Aunque ya ha sido dicho, cabe aclarar que esta cuestión de una «ética de la voz» —con toda su indeterminación— proviene de «Experimentum linguae» de Giorgio Agamben (cf. 2004), ahí donde el filósofo italiano declara que toda su reflexión sobre la voz humana habría formado parte de un proyecto de obra nunca escrita que se habría llamado «Ética, o sobre la voz». Ojalá el enigma de esta mención se vaya abriendo para nosotras que apenas tenemos una idea, surgida de la lectura de la poesía de Ortiz: la idea de que la voz pesa y que el trabajo de alivianarla responde a la experiencia de una pertenencia resonante con esa voz de afuera, resonancia que no solo se expone o construye retóricamente como un paisaje sonoro sino que también se trabaja para habitarla como una comunidad extendida de la voz.

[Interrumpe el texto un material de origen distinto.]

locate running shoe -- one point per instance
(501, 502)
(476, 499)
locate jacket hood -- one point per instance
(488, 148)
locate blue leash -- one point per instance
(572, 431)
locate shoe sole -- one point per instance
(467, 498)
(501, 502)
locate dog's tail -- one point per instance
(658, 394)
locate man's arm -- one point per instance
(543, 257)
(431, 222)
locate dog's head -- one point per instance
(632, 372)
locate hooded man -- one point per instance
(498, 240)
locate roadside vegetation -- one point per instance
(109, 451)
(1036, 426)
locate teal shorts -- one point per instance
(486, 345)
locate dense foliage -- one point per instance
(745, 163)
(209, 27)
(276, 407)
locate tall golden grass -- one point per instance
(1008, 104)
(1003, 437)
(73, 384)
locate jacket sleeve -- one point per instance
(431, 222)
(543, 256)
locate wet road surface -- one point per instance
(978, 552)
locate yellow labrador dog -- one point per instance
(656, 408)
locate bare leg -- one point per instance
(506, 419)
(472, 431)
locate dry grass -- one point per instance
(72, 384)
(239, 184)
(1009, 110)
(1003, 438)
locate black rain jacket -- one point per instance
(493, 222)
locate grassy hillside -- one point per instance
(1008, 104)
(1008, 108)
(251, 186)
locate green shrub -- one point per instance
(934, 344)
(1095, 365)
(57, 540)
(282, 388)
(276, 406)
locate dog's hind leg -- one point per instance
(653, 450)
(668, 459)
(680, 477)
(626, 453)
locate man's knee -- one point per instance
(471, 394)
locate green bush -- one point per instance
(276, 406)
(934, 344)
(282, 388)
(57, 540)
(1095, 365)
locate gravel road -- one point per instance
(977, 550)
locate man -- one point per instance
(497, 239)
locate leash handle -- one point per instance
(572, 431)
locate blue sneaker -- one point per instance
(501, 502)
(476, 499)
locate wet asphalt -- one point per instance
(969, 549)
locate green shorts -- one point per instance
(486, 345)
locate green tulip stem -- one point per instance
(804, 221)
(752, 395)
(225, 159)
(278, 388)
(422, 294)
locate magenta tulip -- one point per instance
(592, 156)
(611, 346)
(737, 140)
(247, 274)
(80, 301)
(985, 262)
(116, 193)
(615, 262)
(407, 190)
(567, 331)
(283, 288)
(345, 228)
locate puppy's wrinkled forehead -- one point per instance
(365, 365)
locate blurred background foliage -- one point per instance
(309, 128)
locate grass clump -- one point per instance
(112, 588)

Agamben sostiene que «la manera en que pasa del común al propio y de lo propio a lo común se llama uso, o también ethos» (1996:19). Tomo esta cita (deliberadamente extraída de un planteo mayor del que no podré aquí dar cuenta) para intentar avanzar en la propuesta de la fon/ética en la escritura de Juan L. Ortiz, especialmente en lo que ya se adelantó respecto de su afirmación de la existencia de una voz de afuera. Ortiz menciona esta idea en conversación con Tamara Kamenszain y afirma lo siguiente: «nosotros creemos que el ritmo, “la voz”, es totalmente nuestra, pero resulta que también es de afuera. Y nuestra seguridad está dependiendo de ese ritmo. Si los señores universitarios se dieran cuenta de eso...» (Ortiz, 2008:45). Es importante subrayar ese «también» de la cita de Ortiz, porque se avizora como una clave que permite pensar la necesidad del responder a esa pertenencia que se sabe excesiva. Si nuestra voz también es la voz de afuera, esa vibración resonante que producen las materias desarticula dos posibles experiencias: por un lado, coarta la mera contemplación mística, en la pretensión de una mudez (mística, etimológicamente, es hablar con la boca cerrada) que expone la saturación denegativa; por otro lado, inhabilita una descripción (pretendidamente) objetiva en la medida en que —en la frontera de lo sonoro— se abre otro tipo de enunciación: la interrogación en continuidad. En el cómo habitar ese exceso de la voz en la voz, se cifra la interrogación continua, el fluir de la pregunta que en la escritura poética de Ortiz llega a desbaratar el paradigma de la aserción del lenguaje (para decirlo con Barthes, cf. 2005). Ya lo sabemos: en Ortiz, la lengua y sus sonidos se vuelven todo interrogación y ese tono —o mejor: esa tonalidad— se impregna en la materia fónica y nos obliga a aprender a pronunciar todo de nuevo, a poner nuestras bocas en constante tensión interrogativa, así como decía Nancy (cf. 2013) que la poesía está en acto: como un animal agazapado, como un resorte en compresión.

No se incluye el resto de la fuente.